Suppose 2500 J of heat are added to 4.1 mol of argon gas at a constant pressure of 120 kPa. (Assume that the argon can be treated as an ideal monatomic gas.) Find the change in internal energy.
I started using U = N (3/2 kB T). But I have too many unknowns. The only other equation that our teacher gave us is Won + Qon = deltaU (Work on system + Heat on system = Change in internal energy). Please help!
Qon = deltaU - Won =
deltaU + Wsystem,
where Wsystem is the work performed by the system (in this case the argon gas). Because the pressure is constant, the work performed is:
P deltaV = Delta (PV) = (using ideal gas law) Delta (N kB T)
This means that:
Qon = deltaU + Wsystem =
5/2 N kB delta T =
(5/2)(2/3)(3/2)N kB delta T =
(5/2)(2/3) delta U = 5/3 delta U
And it follows that:
delta U = 3/5 Qon = 1500 J
To find the change in internal energy, we can use the equation ΔU = Qon - Won, where Qon is the heat added to the system and Won is the work performed on the system.

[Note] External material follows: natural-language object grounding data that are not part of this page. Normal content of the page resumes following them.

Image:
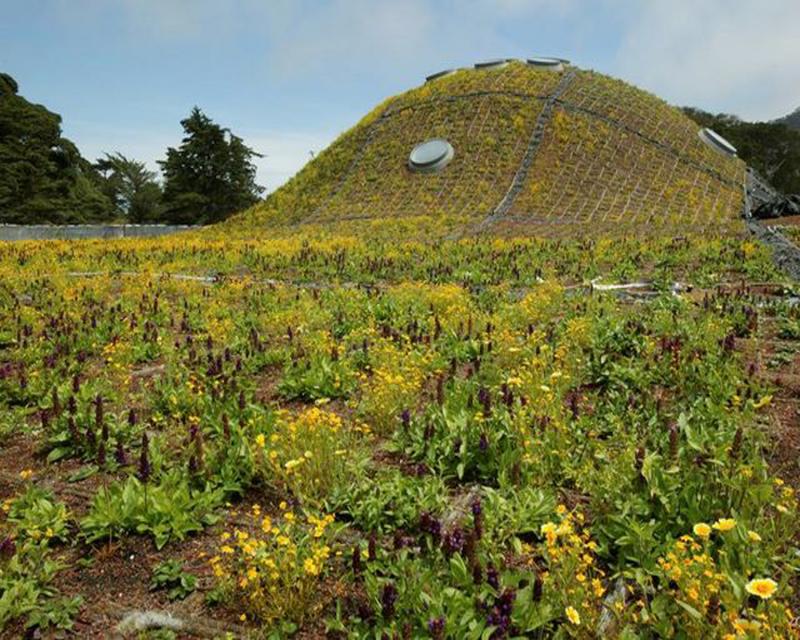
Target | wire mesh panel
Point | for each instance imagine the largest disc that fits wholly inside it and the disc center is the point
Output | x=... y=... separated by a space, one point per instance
x=488 y=134
x=568 y=148
x=590 y=171
x=648 y=115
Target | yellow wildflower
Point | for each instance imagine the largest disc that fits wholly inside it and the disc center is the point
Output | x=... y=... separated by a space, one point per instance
x=762 y=587
x=725 y=524
x=573 y=615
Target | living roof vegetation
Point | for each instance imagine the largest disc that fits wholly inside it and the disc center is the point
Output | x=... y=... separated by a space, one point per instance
x=349 y=414
x=534 y=149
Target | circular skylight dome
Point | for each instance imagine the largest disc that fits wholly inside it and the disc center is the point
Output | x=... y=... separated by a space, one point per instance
x=492 y=64
x=431 y=156
x=439 y=74
x=716 y=141
x=552 y=64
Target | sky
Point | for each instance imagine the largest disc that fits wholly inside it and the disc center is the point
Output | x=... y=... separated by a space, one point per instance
x=289 y=76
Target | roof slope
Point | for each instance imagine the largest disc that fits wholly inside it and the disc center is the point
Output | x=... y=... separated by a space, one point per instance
x=533 y=147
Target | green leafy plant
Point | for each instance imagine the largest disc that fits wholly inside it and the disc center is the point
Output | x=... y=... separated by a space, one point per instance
x=167 y=510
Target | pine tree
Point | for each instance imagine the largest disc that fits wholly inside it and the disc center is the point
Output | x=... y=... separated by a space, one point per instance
x=210 y=175
x=43 y=177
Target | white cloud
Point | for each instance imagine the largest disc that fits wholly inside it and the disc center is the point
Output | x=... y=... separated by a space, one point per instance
x=724 y=55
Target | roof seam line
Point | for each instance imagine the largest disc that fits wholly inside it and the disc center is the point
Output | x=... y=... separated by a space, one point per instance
x=650 y=140
x=534 y=144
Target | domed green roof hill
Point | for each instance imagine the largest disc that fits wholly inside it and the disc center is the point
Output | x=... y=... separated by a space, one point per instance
x=519 y=147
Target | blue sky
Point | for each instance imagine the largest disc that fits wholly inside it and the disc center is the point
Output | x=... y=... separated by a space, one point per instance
x=289 y=76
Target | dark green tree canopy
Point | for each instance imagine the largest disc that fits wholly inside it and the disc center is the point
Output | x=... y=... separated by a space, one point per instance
x=771 y=148
x=210 y=176
x=43 y=177
x=131 y=187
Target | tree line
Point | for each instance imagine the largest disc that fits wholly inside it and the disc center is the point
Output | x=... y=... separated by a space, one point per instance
x=44 y=178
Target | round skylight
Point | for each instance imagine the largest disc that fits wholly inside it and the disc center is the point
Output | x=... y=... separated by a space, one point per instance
x=439 y=74
x=431 y=156
x=552 y=64
x=492 y=64
x=716 y=141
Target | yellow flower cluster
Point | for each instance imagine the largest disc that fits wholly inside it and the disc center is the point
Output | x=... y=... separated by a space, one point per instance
x=394 y=385
x=698 y=581
x=274 y=571
x=573 y=575
x=306 y=454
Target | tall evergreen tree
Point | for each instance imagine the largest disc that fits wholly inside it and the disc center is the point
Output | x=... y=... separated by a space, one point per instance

Since the pressure is constant, the work performed by the system is given by Wsystem = PΔV, where P is the pressure and ΔV is the change in volume. Using the ideal gas law, PV = NkBT, where P is the pressure, V is the volume, N is the number of moles, kB is the Boltzmann constant, and T is the temperature in Kelvin.
We can rearrange the ideal gas law to solve for ΔV:
ΔV = (NkBΔT) / P
Substituting this into the equation for work, we have:
Wsystem = PΔV = P(NkBΔT) / P = NkBΔT
Now, we can substitute this expression for Wsystem into the equation for ΔU:
ΔU = Qon - Won = Qon - Wsystem
Since the argon gas can be treated as an ideal monatomic gas, the internal energy can be expressed as ΔU = (5/2)NkBΔT.
Now we can substitute ΔU = (5/2)NkBΔT and Wsystem = NkBΔT back into the equation:
ΔU = Qon - Wsystem
(5/2)NkBΔT = Qon - NkBΔT
Simplifying this equation, we have:
ΔU = Qon - (5/2)NkBΔT
ΔU = Qon - (5/2)(2/3)(3/2)NkBΔT
ΔU = Qon - (5/3)ΔU
Now, we can solve for ΔU:
ΔU + (5/3)ΔU = Qon
(8/3)ΔU = Qon
ΔU = (3/8)Qon
Substituting the given value of Qon (2500 J), we have:
ΔU = (3/8)(2500 J)
ΔU = 937.5 J
Therefore, the change in internal energy of the argon gas is 937.5 J.